16. Hukuk Dairesi 2014/14327 E. , 2015/10927 K.
"İçtihat Metni"MAHKEMESİ : KADASTRO MAHKEMESİ
DAVA TÜRÜ : KADASTRO
KANUN YOLU : TEMYİZ
Taraflar arasında görülen dava sonucunda verilen hükmün Yargıtay"ca incelenmesi süresinde duruşmalı olarak istenmiştir. Yargıtay duruşması için gerekli tebligat giderlerinin ödenmemesi nedeniyle duruşma isteminin reddine, incelemenin evrak üzerinde yapılmasına karar verildi. İnceleme raporu ve dosyadaki belgeler okundu. GEREĞİ GÖRÜŞÜLDÜ:
Kadastro sırasında, ... Köyü çalışma alanında bulunan temyize konu 301 ada 4 ve 302 ada 2 parsel sayılı taşınmazlar tapu kaydı nedeniyle ... adına tespit edilip taşınmazların sınırı hakkında Asliye Hukuk Mahkemesinde dava konusu olduğundan yüzölçümü hanesi açık bırakılarak tespit edilmiştir.

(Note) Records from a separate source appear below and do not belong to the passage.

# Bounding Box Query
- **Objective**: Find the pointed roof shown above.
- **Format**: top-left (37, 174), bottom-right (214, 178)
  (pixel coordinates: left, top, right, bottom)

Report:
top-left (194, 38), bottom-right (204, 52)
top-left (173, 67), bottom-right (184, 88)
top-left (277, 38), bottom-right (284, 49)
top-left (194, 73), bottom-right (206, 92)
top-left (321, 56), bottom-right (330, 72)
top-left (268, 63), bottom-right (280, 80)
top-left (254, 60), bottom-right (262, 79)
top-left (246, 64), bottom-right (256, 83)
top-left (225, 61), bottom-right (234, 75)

Davacı ... tarafından davalı ..."e karşı, Asliye Hukuk Mahkemesinde açılan müdahalenin önlenmesi davası hakkında yapılan yargılama sonunda dava ve temyize konu olan 301 ada 4 ve 302 ada 2 parseller hakkında tutanak düzenlenmiş olması nedeniyle Kadastro Mahkemesine aktarılmıştır. Kadastro Mahkemesinde çekişmeli parsel tutanakları ile aktarılan dava dosyası birleştirilerek yapılan yargılama sonunda davanın kabulüne 301 ada 4 ve 302 ada 2 parsel sayılı taşınmazların 25.11.2013 tarihli fen bilirkişisi raporunda gösterilen sınırları ile ve 1.721,69 ve 2.907,08 metrekare yüzölçümleri ile davacı ... adına tapuya tesciline karar verilmiş; hüküm, yargılama sırasında ölen davalı ... mirasçıları vekili tarafından temyiz edilmiştir.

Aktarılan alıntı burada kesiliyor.